Ein Hauch «Italianità» ist in vielen Schweizer Städten angekommen, seit sich Restaurants auf Trottoirs und Plätzen ausbreiten dürfen. Wo früher Stühle und Tische verboten waren, sitzen heute Gäste und trinken Wein oder Café.
In vielen Schweizer Städten durften Bars, Restaurants und Cafés ihre Aussenflächen im letzten Jahr wegen der Pandemie vergrössern. Zürcher Restaurants können derzeit dreissig Prozent mehr Plätze draussen bereitstellen. Doch für die Wirtinnen und Wirten gibt es ein Problem.
Tausende unterstützen Wunsch der Gastronomen
Die Erleichterungen für Bars, Cafés und Restaurant sollen per Ende Oktober wegfallen. Deshalb kämpfen die Zürcher Wirtinnen und Wirte mit einer Petition dafür, dass die grosszügige Bestuhlung bleibt. Der Zuspruch ist gross – über 18'000 Personen haben seit Juli die Petition unterschrieben. Zum Vergleich: Eine Volksinitiative benötigt in Zürich 3000 Unterschriften.

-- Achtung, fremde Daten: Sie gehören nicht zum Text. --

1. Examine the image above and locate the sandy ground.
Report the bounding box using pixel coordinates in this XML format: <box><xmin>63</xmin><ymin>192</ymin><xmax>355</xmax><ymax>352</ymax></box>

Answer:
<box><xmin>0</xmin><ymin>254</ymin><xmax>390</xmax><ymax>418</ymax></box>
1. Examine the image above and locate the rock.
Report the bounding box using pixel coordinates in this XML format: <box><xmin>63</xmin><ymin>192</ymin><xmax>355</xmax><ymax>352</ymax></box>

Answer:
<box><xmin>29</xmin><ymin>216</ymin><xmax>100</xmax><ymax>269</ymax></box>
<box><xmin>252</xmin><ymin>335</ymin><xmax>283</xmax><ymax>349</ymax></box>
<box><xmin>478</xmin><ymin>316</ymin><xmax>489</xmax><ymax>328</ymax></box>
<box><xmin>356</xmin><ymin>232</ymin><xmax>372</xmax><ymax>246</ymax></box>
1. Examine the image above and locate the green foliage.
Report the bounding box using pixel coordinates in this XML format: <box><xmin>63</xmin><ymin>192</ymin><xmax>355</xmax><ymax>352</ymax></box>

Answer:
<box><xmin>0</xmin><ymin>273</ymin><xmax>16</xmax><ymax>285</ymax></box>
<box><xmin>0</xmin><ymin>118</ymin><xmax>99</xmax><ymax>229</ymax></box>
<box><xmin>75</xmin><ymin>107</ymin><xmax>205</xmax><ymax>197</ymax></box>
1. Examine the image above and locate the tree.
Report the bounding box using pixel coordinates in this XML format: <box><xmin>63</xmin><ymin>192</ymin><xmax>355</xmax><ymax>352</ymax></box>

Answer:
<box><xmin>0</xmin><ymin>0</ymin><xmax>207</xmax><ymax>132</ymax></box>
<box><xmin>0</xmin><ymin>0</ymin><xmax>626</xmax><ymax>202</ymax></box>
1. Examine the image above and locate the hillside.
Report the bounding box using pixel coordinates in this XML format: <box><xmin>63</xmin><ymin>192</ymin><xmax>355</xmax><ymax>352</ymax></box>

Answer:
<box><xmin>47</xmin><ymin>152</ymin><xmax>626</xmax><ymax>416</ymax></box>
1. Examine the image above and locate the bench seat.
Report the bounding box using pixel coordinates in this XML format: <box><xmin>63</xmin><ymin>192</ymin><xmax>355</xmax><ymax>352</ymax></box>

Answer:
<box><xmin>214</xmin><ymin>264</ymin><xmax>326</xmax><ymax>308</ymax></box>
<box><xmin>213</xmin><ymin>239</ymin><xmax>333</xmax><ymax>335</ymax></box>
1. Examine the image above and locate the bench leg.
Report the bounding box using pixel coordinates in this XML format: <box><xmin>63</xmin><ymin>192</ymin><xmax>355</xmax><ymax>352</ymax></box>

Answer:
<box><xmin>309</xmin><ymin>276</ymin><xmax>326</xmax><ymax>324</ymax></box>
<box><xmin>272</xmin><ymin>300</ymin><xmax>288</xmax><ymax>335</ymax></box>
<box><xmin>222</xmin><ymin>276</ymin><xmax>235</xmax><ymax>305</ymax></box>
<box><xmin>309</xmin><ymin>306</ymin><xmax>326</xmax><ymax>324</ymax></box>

Die Gastronominnen und Gastronomen nutzen so die Gunst der Stunde für ein altes Anliegen: Viele Betriebe hätten sich schon vor der Pandemie weniger Begrenzungen gewünscht, sagt Urs Pfäffli, Präsident von Gastro Zürich-City. Diese Forderungen seien von der Stadt Zürich mit Verweis auf bestehende Regeln aber stets abgelehnt worden. «Nun haben wir gemerkt, dass solche Öffnungen problemlos möglich sind», sagt Urs Pfäffli.
«Unbedingt» an neu gewonnen Freiheiten festhalten
Auch in anderen Städten möchten Gastrobetriebe den neu gewonnen Platz beibehalten. «Unbedingt», heisst es etwa bei «Gastro Stadt Luzern». Die Stadtbehörden zeigen sich dem Anliegen gegenüber offen. «Wir suchen derzeit Mittel und Wege, die Flächenerweiterungen auch im nächsten Jahr zu ermöglichen», sagt Mario Lütolf, Leiter Stadtraum und Veranstaltungen der Stadt Luzern.
Noch weiter gehen die Stadtberner Behörden. So kündigt der Berner Sicherheitsdirektor Reto Nause an: «Wir machen uns derzeit Gedanken, wie wir das jetzige Regime in ein definitives überführen können.» Die Aussenbestuhlung sei jedoch nicht nur Sache der Gemeinde. Deshalb gibt Nause zu bedenken: «Es ist möglich, dass uns eine höhere Instanz – sprich der Kanton oder der Regierungsstatthalter – zurückpfeifen wird.»
Lärm ist ein Knackpunkt
Auch in Zürich verweisen die Stadtbehörden auf höheres Recht. Für dauerhaft grössere Aussenbereiche brauche es eine Baubewilligung, sagt Urs Spinner vom Zürcher Hochbaudepartement: «Der grösste Knackpunkt ist dabei Lärm, welcher auch die Anwohnerschaft betrifft», sagt Spinner. Weil die Vorschriften diesbezüglich vom Bund stammten, seien dem Stadtrat die Hände gebunden. Doch Lockerungen seien möglich.
Bereits heute freuen sich nicht alle über die Ausbreitung der Restaurants. Einzelne Zürcher Quartiervereine kritisieren, die zusätzlichen Bestuhlungen schränkten den Freiraum von Anwohnerinnen und Anwohnern ein. «Eine lebhafte Stadt gefällt uns zwar», sagt Felix Stocker, Präsident der Gruppe Innenstadt als Wohnquartier. «Aber man kann nicht den ganzen öffentlichen Raum kommerzialisieren und für Verkaufsaktivitäten freigeben.»
Wie die Stadt Zürich die Bedürfnisse von Gastronomen und Anwohnerinnen vereinbaren möchte, ist derzeit offen. Die Zeit läuft: Ende Oktober fallen die Erleichterungen für Gastrobetriebe weg.